Une vie décente pour toutes et tous. Comment?

Hier, la Commission Européenne a publié une nouvelle communication: Une vie décente pour toutes et tous: mettre fin à la pauvreté et donner au monde un avenir durable. Il est encourageant de voir comment la CE embrasse un concept qui a été développé et promu par des pays comme le Brésil, la Colombie, le Guatemala, et bien d’autres: la durabilité environnementale et sociale ont besoin l’un de l ‘autre.

Il est agréable de lire : la CE confirme que «ces défis sont universels et interdépendants et doivent être relevés par tous les pays ensemble. » (À la page 2 de la communication.) Il est agréable de lire que la CE est en faveur d’ « seuil sous lequel aucun homme, femme ou enfant devrait chuter... ». (Page 9).

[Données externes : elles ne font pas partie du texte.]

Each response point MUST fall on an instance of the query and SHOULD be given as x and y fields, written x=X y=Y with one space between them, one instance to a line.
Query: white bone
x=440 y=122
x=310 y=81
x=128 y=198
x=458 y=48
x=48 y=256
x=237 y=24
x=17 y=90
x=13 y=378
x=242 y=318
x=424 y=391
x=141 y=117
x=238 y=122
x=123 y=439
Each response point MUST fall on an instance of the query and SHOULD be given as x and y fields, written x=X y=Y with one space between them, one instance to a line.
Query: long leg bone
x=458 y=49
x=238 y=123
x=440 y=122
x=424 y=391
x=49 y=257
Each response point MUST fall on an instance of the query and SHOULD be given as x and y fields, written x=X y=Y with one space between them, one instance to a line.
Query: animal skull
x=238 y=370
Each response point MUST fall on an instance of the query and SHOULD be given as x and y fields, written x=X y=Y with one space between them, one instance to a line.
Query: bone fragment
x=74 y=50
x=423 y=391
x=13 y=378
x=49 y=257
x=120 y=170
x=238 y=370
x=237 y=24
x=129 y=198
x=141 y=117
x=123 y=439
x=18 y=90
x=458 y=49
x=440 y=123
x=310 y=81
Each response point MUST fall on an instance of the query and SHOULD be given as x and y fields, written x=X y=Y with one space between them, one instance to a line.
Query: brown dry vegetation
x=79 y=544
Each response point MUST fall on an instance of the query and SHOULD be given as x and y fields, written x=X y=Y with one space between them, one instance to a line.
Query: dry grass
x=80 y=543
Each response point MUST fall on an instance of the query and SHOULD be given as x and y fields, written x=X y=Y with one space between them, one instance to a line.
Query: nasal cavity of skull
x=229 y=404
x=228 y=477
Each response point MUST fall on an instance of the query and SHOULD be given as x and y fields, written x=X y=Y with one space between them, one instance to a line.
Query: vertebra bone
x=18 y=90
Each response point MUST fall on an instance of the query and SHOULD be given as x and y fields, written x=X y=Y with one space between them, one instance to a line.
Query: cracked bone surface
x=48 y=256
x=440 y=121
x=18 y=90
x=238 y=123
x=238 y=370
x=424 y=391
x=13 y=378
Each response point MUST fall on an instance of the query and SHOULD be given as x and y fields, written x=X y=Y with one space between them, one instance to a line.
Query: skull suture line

Mais ensuite vient la déception, lorsque le «seuil universel» se compose de «normes desquelles chaque citoyen pourrait exiger de son gouvernement d’en rendre compte. » (Page 9). Tout citoyen envers son gouvernement? Mais où est passé « par tous les pays ensemble»? Que faire si un gouvernement est trop pauvre?

Ce défi associé ne peut être résolu si « par tous les pays ensemble» est pris au sérieux. Prenons la durabilité environnementale d’abord: nous savons que l’émission de dioxyde de carbone par l’humain a atteint un niveau sans précédent de 33 milliards de tonnes par année, et que cela dépasse la capacité d’absorption de la planète – ce n’est pas durable. Visons un objectif de 25 milliards de tonnes par année, soit 3.125 tonnes par personne et par année, si la population mondiale atteint 8 milliards d’habitants. Maintenant, nous disent les experts, selon The Guardian, une tonne devrait couter 25-40€ pour « inciter les entreprises à modifier leur comportement. » Donc décidons ensemble que tous les pays doivent payer une «prime de dissuasion» de 30€  pour chaque tonne émise au-delà de 3,125 tonnes par personne et par année. Maintenant, mettons ces primes dans le  Fonds Vert pour le Climat à créer conformément à un accord conclu à Cancun en 2010. Selon nos estimations (voir ‘Green Social Fund’) cela se traduirait par un Fonds Vert pour le Climat de 464 milliards € par an.

Si les gouvernements font payer les primes de dissuasion par les pollueurs, il serait presque certain que ces primes encourageraient les grandes industries à modifier leur comportement. Mais certains d’entre eux vont tout simplement essayer de s’installer dans des pays qui sont encore loin de la cible de 3.125 tonnes par personne et par an. Comment peut-on encourager un pays comme le Mozambique, par exemple, de refuser les industries polluantes? Les émissions de dioxyde de carbone du Mozambique s'élèvent à 0,1 tonnes par personne par an ; ce pays peut accueillir pas mal d’industries polluantes, qui peuvent être prêts à payer pas mal d’impôts, tant qu'ils ont à payer moins de 30€ par tonne de dioxyde de carbone émise.

Peut-on demander des pays comme le Mozambique d’éloigner les industries productrices de dioxyde de carbone, si ces industries sont prêtes à payer des impôts permettant aux gouvernements de soutenir «une vie décente pour toutes et tous»? Non, nous ne pouvons pas. Mais nous pouvons offrir quelque chose de mieux. Nous transformons le Fonds Vert pour le Climat (voir ‘Green Social Fund’) en Fonds Vert et Social de 464 milliards € par an, et des pays comme le Mozambique recevront 90€ par personne et par année – ou 30€ par tonne en dessous de la cible de 3,125 tonnes par personne et par année – à consacrer à «une vie décente pour toutes et tous». Ce Fonds Vert et Social pourrait facilement financer le Fonds Mondial pour la Santé
que nous proposons, et un Fonds Mondial pour l'Education, et un Fonds Mondial pour l'Alimentation.

Pour l'habitant moyen de la Belgique, il en coûterait environ 200€ par personne et par an. C'est moins que les 300€ par personne et par an que nous coûterait la promesse que nous avons faite il y a un demi-siècle – de consacrer l’équivalent de 0.7% de notre Produit Intérieur Brut à l’aide internationale – il ne coûterait pas plus que ce que nous avons déjà promis. Il serait plus efficace que l'aide erratique que nous donnons aujourd'hui, il permettrait de lutter contre le réchauffement climatique. L’œuf de Colomb, quoi!